After four rounds of negotiations, important progress has been made in some areas, but there is now a lot of speculation about what might happen next. As we head into the fifth round of negotiations this week, here’s what you need to know:
NAFTA is a success story
For starters, let’s understand that NAFTA has been an engine of middle class job creation. Close to 14 million jobs in the U.S. alone depend on NAFTA – 9 million are supported by trade and investment with Canada and another 5 million by trade and investment with Mexico.
A wide range of local employers – from fruit and vegetable growers to the makers of everything from processed foods to consumer electronics and scores of products in between – would be hurt without NAFTA. Tearing up the agreement could mean new tariffs at the border, basically hitting local manufacturers, wholesalers and scrappy international businesses with an unnecessary new cost for selling their products abroad and for buying what they need from Canada and Mexico. This puts pressure on payroll. Not to mention what it would cost consumers.
The fortunes of Canada, the US, and Mexico are bound up together. The amount of trade we do with each other has more than tripled since NAFTA went into effect in 1993. We buy things from each other to make things together and sell them to the world. The flow of goods and people between our countries is so immense that a blow to any of our economies will be felt across the border and in our communities.

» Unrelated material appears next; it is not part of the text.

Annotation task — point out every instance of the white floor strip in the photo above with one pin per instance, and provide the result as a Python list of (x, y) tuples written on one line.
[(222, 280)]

Winner-take-all won’t work
There is perhaps no better example of how NAFTA has allowed our companies to make things together than the auto sector. Parts from all three member countries are used in the assembly of cars in all three countries. The US recently proposed new rules requiring North American cars to have more US parts. This kind of national content requirement would severely disrupt the supply chains that keep North American-made cars cost-competitive. It would encourage imports from outside North America, jeopardizing tens of thousands of jobs in the US.
This begins to illustrate the trouble with bringing a winner-take-all mentality into a trade negotiation. Yet in rounds three and four of the NAFTA renegotiations, we saw proposals that would turn back the clock on 23 years of predictability, openness and collaboration. Heading into the fifth round of negotiations later this month, negotiators must understand that if we don’t all win, we all lose.
We can’t let the sun set on NAFTA
Business thrives on stability. So another recent proposal – a sunset clause that would throw NAFTA’s existence into question every 5 years –is also cause for concern. A sunset provision would create an unstable environment and introduce tremendous uncertainty into major investment decisions made by major employers in the US, Canada and Mexico. That’s not good business.
Canada’s priority remains making improvements to NAFTA that help create jobs and opportunities for middle class families in all three of our countries.
We have a real opportunity to make this agreement better – to make it more innovative, cut red tape for SMEs, extend its benefits to a greater number of people, and strengthen labor and environmental protections – and this is still achievable. That’s what our negotiators are working towards.
Canada will continue to work for a good deal, not just any deal. We’ll defend our national interests while making a good agreement even better for all of North America – including employers right here in Southern California.